You would probably be a bit peeved. The key to keeping a business open is goodwill and customer loyalty. This poor guy seems to be running out of both. And while the scenario seems ridiculous, it’s not far from showing what a website is like that doesn’t cater to mobile users. In 2014, a time where a new phone is a masive media event that gets people lined up around the block weeks in advance, not having a mobile app for a website is quite frankly just as ridiculous as those lines.
Why do we use the web? We use it to find information. And every single one of the zillions of informative websites out there provides a service. That’s the key word here. Service. You serve your readers, and in doing so it is your responsibility to give them the best experience possible.

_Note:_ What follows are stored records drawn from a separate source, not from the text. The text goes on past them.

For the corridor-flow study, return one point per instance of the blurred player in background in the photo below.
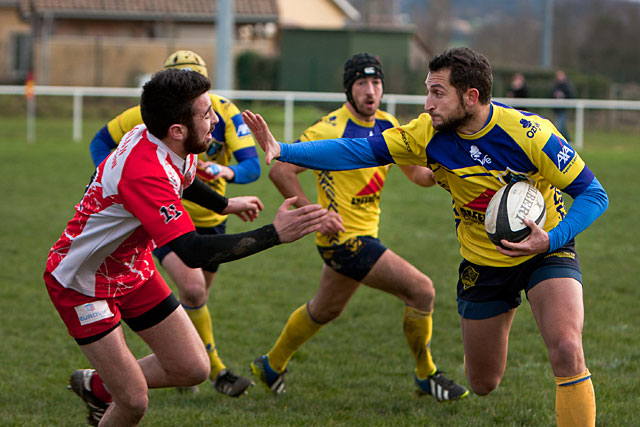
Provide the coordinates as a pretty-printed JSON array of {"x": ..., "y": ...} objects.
[
  {"x": 474, "y": 147},
  {"x": 231, "y": 137},
  {"x": 100, "y": 271},
  {"x": 348, "y": 240}
]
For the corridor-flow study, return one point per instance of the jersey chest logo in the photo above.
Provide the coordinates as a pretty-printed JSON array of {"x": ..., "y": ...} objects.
[
  {"x": 170, "y": 213},
  {"x": 477, "y": 155}
]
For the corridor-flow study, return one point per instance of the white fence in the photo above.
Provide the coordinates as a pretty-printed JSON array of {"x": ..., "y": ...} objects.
[{"x": 390, "y": 101}]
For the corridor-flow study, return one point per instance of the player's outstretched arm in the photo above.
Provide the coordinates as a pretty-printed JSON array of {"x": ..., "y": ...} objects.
[
  {"x": 197, "y": 250},
  {"x": 246, "y": 207},
  {"x": 263, "y": 135},
  {"x": 421, "y": 175},
  {"x": 294, "y": 224}
]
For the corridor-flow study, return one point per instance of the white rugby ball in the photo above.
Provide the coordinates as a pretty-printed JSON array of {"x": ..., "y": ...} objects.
[{"x": 507, "y": 209}]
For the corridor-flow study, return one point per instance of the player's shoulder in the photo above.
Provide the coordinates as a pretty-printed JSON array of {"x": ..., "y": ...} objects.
[
  {"x": 223, "y": 106},
  {"x": 327, "y": 126},
  {"x": 385, "y": 116},
  {"x": 523, "y": 126}
]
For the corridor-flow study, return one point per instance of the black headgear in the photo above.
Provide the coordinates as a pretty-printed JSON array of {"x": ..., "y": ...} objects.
[{"x": 359, "y": 66}]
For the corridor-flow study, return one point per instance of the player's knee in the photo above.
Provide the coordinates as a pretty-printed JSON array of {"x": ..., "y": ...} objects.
[
  {"x": 483, "y": 386},
  {"x": 134, "y": 405},
  {"x": 423, "y": 294},
  {"x": 193, "y": 293},
  {"x": 566, "y": 354}
]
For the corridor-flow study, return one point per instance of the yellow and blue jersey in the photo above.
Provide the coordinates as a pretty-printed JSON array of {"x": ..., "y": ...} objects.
[
  {"x": 231, "y": 137},
  {"x": 353, "y": 194},
  {"x": 512, "y": 145}
]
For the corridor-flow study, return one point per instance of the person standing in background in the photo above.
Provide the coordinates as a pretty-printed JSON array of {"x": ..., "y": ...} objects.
[{"x": 562, "y": 90}]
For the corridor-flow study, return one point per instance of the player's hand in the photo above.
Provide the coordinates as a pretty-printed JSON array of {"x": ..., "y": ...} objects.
[
  {"x": 214, "y": 170},
  {"x": 263, "y": 135},
  {"x": 246, "y": 207},
  {"x": 332, "y": 224},
  {"x": 292, "y": 224},
  {"x": 536, "y": 243}
]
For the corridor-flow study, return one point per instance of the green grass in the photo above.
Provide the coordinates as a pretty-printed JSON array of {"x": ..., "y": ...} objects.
[{"x": 356, "y": 371}]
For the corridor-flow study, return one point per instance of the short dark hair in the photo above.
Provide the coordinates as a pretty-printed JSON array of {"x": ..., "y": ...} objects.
[
  {"x": 469, "y": 69},
  {"x": 168, "y": 99}
]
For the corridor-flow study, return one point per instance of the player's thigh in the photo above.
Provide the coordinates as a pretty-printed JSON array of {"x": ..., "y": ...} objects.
[
  {"x": 117, "y": 366},
  {"x": 176, "y": 343},
  {"x": 559, "y": 312},
  {"x": 485, "y": 346},
  {"x": 395, "y": 275},
  {"x": 333, "y": 294}
]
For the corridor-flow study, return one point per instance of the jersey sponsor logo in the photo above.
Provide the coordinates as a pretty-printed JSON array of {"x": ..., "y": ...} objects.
[
  {"x": 477, "y": 155},
  {"x": 170, "y": 213},
  {"x": 564, "y": 156},
  {"x": 469, "y": 277},
  {"x": 369, "y": 193},
  {"x": 364, "y": 200},
  {"x": 93, "y": 312},
  {"x": 405, "y": 140},
  {"x": 474, "y": 211},
  {"x": 241, "y": 127},
  {"x": 562, "y": 255},
  {"x": 530, "y": 126},
  {"x": 560, "y": 153},
  {"x": 509, "y": 175}
]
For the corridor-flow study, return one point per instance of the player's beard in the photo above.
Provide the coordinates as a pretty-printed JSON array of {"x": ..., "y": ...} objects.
[
  {"x": 365, "y": 109},
  {"x": 459, "y": 118},
  {"x": 192, "y": 143}
]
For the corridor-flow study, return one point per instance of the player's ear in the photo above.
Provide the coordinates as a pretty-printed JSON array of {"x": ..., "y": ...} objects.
[
  {"x": 177, "y": 131},
  {"x": 471, "y": 96}
]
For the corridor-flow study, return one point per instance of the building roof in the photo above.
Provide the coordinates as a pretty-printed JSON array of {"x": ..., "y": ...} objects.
[{"x": 179, "y": 10}]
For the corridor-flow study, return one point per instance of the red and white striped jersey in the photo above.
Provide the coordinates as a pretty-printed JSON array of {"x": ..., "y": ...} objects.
[{"x": 134, "y": 201}]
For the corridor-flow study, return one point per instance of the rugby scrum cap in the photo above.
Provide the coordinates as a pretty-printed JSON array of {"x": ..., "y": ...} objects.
[
  {"x": 185, "y": 59},
  {"x": 359, "y": 66}
]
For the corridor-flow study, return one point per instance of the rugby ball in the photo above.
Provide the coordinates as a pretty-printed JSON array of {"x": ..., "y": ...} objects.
[{"x": 507, "y": 209}]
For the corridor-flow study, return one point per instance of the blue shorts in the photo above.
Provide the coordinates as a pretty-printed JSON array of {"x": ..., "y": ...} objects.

It’s easy for any kind of business, be it an online enterprise or a brick-and-mortar deal, to fall into the trap of believing that as long as their content or product is prime they don’t need to put effort into the structure of how that product is delivered. “We have the best DIY website out there; why should I give a hoot about how my site looks on mobile? People like the articles so they’ll keep reading it anyway!” Yeah, guess what? They won’t. There are 5 million other websites out there about the exact same thing. Give them a good reason to stay loyal to you.
If you run a website then you are in the service industry. And while your content is the star of the show, if the rest of the production isn’t up to snuff, people will pick up on that and drift away. People know when they’re not wanted and your website’s design clues them in.
Imagine going to this same restaurant again. But now everything is set in order. Furniture is upright, surfaces are clean, menus are large and legible. The waitstaff even goes out of their way to make your experience last after you’ve left. “Hey we’re setting up a system to let you know when we’re having specials on burgers! Would you like to sign up?” A mobile app provides not only the same level of service, but can make it even more personal than a sedentary desktop site is able to.
You thrive because of your customers’ loyalty. And the second you take them for granted is the second they will find someone who does appreciate them. Do you have a website? Cool. You’re in the service business. And if you haven’t adapted to mobile web yet then your customers are receiving severe disservice. If you have WordPress, get a WordPress mobile app. Whatever you do, be sure that when your customers are guests in your business, you respect their patronage by letting them see you at your very best.